VIOLATION: PATIENT RIGHTS: FREE FROM ABUSE/HARASSMENT Tag No: A0145
Based on review of 11 medical records, hospital policy, and other pertinent documents, as well as video surveillance footage review, it was determined that the hospital failed to ensure that 1 of 11 patients was free of sexual abuse. This was evidenced by Patient #1's report of a sexual assault by a hospital staff member during their admission, and lack of education aimed at mitigating the risk of abuse to patients available to staff.

Patient #1 (P1) was a 25+ year old patient who was admitted to the hospital for treatment of an acute behavioral health issue for 10+ days. One day before the discharge, P1 reported that they had been sexually assaulted by a member of the hospital staff during the admission.

During the review of the documentation and video footage related to this incident, surveyors identified multiple staff violations of the hospital's policy and protocols aimed at preventing, identifying, and addressing patient abuse (see tag A-0144).

Upon request, surveyors were provided with the facility's policy " Abuse and Neglect", last reviewed by the hospital in January 2020, which stated in part: "Education is an important part of preventing abuse. Training increases awareness, builds skills, and promotes greater sensitivity to patients. Training programs for all staff are essential to ensure that everyone knows what the rules are and how they will be applied. It is critical that employees understand how they are expected to handle certain situations." The policy went on to describe the elements of the effective abuse prevention training and expectations for staff attendance of the programs, frequency of training, etc.

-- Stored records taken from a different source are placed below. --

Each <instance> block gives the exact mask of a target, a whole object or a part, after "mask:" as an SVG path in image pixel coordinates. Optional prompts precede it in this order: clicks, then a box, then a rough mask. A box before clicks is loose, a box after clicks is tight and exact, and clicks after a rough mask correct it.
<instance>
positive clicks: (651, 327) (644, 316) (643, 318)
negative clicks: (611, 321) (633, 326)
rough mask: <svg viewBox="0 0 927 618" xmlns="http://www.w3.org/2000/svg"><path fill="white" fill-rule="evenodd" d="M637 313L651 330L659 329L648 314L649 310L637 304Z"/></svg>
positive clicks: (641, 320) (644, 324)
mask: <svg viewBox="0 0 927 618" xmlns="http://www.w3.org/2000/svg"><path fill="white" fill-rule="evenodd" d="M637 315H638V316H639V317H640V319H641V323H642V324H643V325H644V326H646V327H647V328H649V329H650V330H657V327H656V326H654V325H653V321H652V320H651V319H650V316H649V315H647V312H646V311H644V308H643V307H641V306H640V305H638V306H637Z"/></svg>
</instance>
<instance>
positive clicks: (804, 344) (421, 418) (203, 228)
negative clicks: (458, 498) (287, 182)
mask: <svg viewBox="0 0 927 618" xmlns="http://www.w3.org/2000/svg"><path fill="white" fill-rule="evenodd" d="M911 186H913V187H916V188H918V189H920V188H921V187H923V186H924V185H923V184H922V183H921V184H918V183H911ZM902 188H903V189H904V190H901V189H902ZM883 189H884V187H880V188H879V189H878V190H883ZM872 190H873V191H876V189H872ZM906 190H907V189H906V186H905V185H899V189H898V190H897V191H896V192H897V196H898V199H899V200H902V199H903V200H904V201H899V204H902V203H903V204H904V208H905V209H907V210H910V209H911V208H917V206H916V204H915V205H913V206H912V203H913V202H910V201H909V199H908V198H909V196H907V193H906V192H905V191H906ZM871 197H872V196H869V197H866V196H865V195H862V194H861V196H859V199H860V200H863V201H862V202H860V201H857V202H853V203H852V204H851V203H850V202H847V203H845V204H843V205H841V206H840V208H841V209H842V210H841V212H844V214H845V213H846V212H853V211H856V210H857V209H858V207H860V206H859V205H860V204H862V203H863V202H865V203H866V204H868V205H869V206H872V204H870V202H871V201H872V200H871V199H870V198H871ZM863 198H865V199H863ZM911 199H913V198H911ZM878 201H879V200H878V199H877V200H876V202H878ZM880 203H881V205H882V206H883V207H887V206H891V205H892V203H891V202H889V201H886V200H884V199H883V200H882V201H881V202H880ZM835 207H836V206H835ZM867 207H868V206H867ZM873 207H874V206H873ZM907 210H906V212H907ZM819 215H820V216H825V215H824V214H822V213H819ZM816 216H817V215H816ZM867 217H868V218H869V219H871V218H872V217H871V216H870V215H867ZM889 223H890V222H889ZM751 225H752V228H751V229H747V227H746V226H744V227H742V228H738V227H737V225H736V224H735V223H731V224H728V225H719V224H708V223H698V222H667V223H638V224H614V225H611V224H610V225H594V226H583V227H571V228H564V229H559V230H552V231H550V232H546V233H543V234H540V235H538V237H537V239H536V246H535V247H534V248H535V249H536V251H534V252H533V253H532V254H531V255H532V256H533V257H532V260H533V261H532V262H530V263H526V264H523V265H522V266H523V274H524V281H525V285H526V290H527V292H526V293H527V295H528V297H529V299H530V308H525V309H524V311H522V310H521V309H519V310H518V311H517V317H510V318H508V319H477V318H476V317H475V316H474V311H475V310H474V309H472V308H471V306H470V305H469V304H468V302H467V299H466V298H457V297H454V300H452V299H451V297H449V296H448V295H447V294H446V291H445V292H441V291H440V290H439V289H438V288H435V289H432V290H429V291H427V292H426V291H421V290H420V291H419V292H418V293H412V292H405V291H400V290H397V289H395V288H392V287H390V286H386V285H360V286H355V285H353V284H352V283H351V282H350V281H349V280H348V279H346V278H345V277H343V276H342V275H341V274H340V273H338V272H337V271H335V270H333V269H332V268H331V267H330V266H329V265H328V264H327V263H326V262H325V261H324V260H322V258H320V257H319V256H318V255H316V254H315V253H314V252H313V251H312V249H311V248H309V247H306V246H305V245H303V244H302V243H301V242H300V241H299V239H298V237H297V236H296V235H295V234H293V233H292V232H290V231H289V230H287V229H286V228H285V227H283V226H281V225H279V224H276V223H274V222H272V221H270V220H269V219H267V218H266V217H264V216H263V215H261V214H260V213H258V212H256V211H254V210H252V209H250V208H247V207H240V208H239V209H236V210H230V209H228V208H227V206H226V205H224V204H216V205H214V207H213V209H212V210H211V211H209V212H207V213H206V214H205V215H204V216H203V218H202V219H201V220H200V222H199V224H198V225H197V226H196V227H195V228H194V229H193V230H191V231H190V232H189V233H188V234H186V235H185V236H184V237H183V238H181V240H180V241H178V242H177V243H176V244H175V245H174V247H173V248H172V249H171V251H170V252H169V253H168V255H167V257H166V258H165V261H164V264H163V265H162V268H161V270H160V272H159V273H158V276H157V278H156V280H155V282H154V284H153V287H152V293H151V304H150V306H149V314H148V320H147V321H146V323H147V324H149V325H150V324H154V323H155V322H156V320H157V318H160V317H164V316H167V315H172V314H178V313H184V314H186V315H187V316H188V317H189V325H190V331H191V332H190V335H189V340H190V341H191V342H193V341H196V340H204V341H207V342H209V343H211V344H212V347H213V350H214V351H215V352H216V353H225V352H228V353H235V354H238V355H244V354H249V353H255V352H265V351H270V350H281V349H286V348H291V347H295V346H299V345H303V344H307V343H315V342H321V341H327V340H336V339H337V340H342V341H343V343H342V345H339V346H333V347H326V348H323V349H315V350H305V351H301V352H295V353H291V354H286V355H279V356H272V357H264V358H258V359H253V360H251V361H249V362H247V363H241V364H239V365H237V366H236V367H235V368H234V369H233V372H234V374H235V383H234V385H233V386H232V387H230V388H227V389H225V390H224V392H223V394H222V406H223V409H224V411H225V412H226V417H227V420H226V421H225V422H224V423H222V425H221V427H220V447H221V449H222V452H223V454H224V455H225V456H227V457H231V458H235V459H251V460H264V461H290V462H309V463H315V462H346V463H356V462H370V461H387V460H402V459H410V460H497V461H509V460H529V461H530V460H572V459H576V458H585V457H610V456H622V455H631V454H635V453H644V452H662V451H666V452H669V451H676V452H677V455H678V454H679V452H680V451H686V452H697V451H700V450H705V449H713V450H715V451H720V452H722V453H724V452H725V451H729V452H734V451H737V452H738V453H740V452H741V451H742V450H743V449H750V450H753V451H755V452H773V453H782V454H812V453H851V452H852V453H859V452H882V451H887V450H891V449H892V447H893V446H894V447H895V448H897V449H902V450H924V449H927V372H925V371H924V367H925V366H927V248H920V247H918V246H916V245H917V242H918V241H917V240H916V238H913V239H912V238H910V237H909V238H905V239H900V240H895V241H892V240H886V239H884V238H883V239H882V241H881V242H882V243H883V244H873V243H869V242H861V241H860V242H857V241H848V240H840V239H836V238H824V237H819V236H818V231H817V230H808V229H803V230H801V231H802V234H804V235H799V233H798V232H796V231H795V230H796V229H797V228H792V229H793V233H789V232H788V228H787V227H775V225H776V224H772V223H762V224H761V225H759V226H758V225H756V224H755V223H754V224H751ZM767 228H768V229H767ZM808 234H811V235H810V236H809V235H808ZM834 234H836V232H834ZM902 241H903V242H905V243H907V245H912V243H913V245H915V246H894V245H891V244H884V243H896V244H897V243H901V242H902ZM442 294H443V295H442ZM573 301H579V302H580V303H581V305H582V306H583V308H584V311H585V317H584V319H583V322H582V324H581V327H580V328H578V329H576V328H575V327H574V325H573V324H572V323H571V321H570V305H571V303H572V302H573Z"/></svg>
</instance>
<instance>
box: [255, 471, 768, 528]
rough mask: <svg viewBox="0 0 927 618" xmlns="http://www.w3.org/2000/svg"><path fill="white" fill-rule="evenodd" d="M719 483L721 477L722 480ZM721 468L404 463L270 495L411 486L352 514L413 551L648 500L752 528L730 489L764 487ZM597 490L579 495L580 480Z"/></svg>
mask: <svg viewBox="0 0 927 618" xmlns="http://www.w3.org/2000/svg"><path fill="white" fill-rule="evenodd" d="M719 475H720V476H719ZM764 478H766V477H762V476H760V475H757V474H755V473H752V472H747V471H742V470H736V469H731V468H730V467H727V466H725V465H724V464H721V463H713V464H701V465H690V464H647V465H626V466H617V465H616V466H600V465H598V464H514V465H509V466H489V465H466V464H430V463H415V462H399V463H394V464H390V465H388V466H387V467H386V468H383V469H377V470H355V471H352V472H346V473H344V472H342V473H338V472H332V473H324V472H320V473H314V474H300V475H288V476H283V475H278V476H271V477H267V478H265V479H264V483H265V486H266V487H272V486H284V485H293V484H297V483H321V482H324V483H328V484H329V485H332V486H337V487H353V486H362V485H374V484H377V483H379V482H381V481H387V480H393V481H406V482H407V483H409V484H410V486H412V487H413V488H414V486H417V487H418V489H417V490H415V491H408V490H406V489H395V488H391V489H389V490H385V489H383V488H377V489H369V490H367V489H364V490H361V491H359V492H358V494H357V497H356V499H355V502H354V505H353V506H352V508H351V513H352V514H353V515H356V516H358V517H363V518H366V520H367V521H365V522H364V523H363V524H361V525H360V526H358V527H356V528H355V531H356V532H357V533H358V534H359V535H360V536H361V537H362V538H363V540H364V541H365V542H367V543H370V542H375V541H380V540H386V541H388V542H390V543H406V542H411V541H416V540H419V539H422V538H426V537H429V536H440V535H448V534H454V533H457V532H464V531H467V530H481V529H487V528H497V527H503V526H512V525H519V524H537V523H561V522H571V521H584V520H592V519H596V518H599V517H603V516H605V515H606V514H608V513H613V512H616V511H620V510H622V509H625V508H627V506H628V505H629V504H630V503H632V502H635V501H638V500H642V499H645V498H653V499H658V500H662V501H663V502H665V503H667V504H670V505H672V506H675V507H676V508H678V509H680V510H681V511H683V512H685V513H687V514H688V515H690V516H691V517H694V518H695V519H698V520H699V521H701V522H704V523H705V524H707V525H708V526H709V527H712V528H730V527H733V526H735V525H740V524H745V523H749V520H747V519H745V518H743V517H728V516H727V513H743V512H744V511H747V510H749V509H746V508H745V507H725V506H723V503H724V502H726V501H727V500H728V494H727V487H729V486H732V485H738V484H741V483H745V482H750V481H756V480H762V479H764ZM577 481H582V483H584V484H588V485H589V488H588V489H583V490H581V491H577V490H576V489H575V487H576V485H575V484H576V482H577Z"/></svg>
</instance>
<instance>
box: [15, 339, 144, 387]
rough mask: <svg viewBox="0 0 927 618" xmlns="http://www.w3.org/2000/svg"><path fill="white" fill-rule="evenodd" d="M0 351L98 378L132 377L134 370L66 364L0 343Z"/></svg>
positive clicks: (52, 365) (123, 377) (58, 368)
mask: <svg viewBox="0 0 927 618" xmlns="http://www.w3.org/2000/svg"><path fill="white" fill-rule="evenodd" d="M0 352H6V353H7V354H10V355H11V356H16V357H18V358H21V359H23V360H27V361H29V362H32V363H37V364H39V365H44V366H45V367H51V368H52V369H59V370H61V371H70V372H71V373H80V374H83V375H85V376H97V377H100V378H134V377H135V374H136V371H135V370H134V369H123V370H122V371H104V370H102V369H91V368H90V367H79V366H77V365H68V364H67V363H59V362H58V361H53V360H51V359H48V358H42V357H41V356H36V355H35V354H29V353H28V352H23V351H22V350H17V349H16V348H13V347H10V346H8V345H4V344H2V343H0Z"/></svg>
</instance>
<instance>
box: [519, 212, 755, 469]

While still on-site, a request was made by surveyors for the hospital to provide the education and/or training that was provided to the hospital staff regarding abuse prevention and reporting. While the hospital provided for review various education materials related to aggressive patient management and therapeutic communication, no education specific to the abuse training identified in the hospital's policy was received by surveyors.
VIOLATION: PATIENT RIGHTS: RESTRAINT OR SECLUSION Tag No: A0182
Based on review of 11 medical records, hospital policy, and other pertinent documents, it was determined that nursing staff failed to consult an attending physician after conducting a face to face assessment in 1 of 2 medical records reviewed for restraint documentation.

Patient #3 (P3) was a 30+ year old who was admitted for treatment of a mental health condition. During the course of admission, P3 was placed into involuntary seclusion due to violent behaviors. An order for seclusion was placed by the physician at 12:19 pm. P3 remained in seclusion for 21 minutes. The one hour face-to-face assessment was conducted by a trained registered nurse at 12:39 pm. No evidence was found in the medical record that the nurse consulted the physician after the face-to-face assessment had been conducted.

Furthermore, the hospital's policy for Restraints and Seclusion, reviewed by surveyors on-site, did not address the expected time frame for and the components of the consultation with the attending physician.